Seven months after presenting its strategy on economic security (see EUROPE 13205/7), the European Commission is back with more precise recommendations and roadmaps, accompanied by only one legislative text at this stage. It concerns the revision of the regulation on foreign direct investments (FDI) screening. On Wednesday 24 January, the Commission presented two white papers on export and outbound investment controls. Research and development in critical sectors is also the subject of recommendations (see other news).
Reinforcing foreign investments screening
Although the control and possible restriction of foreign direct investments falls within the competence of the Member States, the European Commission wishes to oblige them to have a screening mechanism. This is not currently the case, and only 22 countries have such a system (Bulgaria, Croatia, Cyprus and Greece do not, and Ireland is in the process of introducing it).

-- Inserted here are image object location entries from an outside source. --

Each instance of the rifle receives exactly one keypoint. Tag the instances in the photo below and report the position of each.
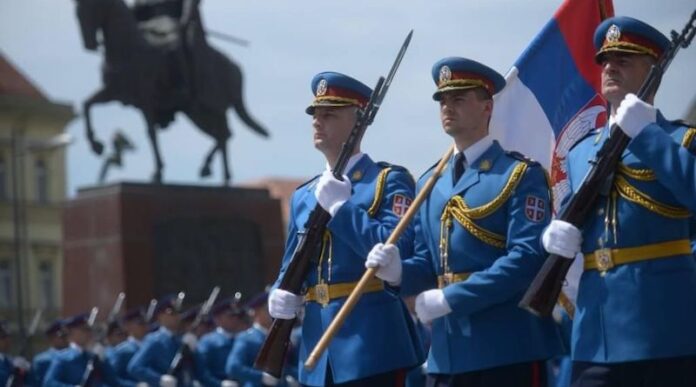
(184, 349)
(272, 354)
(17, 378)
(113, 315)
(546, 286)
(88, 375)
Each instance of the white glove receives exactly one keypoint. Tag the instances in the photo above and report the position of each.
(388, 261)
(21, 363)
(167, 380)
(190, 340)
(431, 304)
(283, 304)
(332, 193)
(633, 115)
(268, 379)
(562, 238)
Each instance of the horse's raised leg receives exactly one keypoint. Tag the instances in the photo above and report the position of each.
(205, 167)
(98, 97)
(214, 124)
(225, 164)
(152, 133)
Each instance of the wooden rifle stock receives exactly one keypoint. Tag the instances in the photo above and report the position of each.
(355, 295)
(542, 294)
(271, 357)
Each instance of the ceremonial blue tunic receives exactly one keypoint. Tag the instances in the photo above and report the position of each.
(646, 309)
(119, 359)
(154, 357)
(378, 335)
(6, 369)
(68, 369)
(211, 355)
(240, 362)
(40, 364)
(493, 238)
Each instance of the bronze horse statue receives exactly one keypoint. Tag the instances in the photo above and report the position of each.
(139, 74)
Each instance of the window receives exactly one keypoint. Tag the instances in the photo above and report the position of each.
(46, 285)
(6, 284)
(3, 178)
(41, 173)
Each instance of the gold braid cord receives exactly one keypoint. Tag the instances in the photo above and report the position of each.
(379, 191)
(458, 209)
(689, 138)
(632, 194)
(637, 174)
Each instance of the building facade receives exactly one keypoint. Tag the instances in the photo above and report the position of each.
(32, 192)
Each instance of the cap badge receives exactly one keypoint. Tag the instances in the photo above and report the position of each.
(321, 87)
(445, 74)
(613, 34)
(357, 175)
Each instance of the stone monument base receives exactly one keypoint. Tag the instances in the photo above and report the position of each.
(149, 240)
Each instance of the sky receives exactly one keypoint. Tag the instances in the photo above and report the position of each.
(291, 41)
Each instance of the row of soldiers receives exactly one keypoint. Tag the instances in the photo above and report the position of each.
(482, 233)
(163, 346)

The revised regulations specify the conditions that these mandatory mechanisms must meet. The authorities in the Member States will, for example, have to impose an authorisation procedure on foreign investments affecting a whole list of programmes or projects “of interest to the Union” (Annex I of the text), as well as those in high-risk sectors, listed in Annex II (dual-use goods, advanced semi-conductors, quantum computing, biotechnologies among other technologies).
For investments that do not fall into the above categories, a posteriori screening should be possible when they may affect public order or security.
Where an investment presents a risk, the authorities in the Member States must have the possibility of imposing mitigating measures, or even prohibiting the operation, according to the Commission's proposal.
The European Commissioner for Trade, Valdis Dombrovskis, insisted that the Commission was not interfering in the competences of the Member States. It is more a question of ensuring better coordination, in order to better protect the interests of the Union, according to him.
The sharing of information between the EU27 is also subject to new obligations: each member country will have to publish a report listing the investments monitored, all the accompanying details, the decisions taken by the authorities or the economic sectors targeted, etc.
The European Commission is also proposing to monitor intra-European transactions where the investor is controlled by a non-European entity.
On Wednesday 24 January, the head of the European Commission’s Directorate-General for Trade, Sabine Weyand, said that the three years of investment screening had not led to a slowdown in investment. “The procedures are always carried out within a short period, generally three weeks, and this does not stop an investment”, she told MEPs on the Committee on International Trade (INTA).
See the proposal for a regulation on screening foreign direct investments: https://aeur.eu/f/ajh
Mapping outbound investments
The subject of outbound investments is more sensitive in the Member States. This is why the Commission is proposing to map and analyse the risks over the coming months, before announcing concrete measures in autumn 2025 at the earliest. There is clearly a lack of information on this subject at this stage, said Valdis Dombrovskis. “So first we need to understand the risks and create knowledge and understanding”.
The result is a data-gathering exercise spanning more than a year. Firstly, the Commission is launching a public consultation until April for all stakeholders to react to its White Paper on Outbound Investments. It then provides for a monitoring and risk analysis phase to be carried out by the member countries over a period of one year. In a third phase, the Commission and the Member States will assess the concrete measures to be taken.
MEPs, interest representatives and member states welcome this graduated approach to outbound investments. This is particularly the case for business representatives BusinessEurope and Eurocommerce, who have also warned the institutions against future rules that will be complex for companies to implement.
See the public consultation: https://aeur.eu/f/ajs
See the White Paper on Outbound Investments: https://aeur.eu/f/ajv
Extending export controls
Export controls in the EU are governed by the 2021 regulation on dual-use goods, i.e. goods that can be used for both civilian and military purposes. The text contains a list of products whose exports must be controlled by the Member States. However, this list is a direct result of multilateral export control regimes, which have recently seen the addition of new technologies blocked, notably by Russia.
To get around this, the Commission is suggesting that technologies that have not been able to achieve consensus in multilateral regimes should nevertheless be included in the European list. As a result, their exports will have to be monitored in the Member States. The current situation is uneven, with some Member States going further than others in their controls.
In its White Paper on Export Controls, the Commission announces a recommendation due to be published in the summer of 2024. It should look into the coordination of national checklists.
This harmonisation is crucial, according to one European diplomat, who believes that a “patchwork of national measures” must be avoided.
A high-level discussion forum is also to be set up, says the Commission.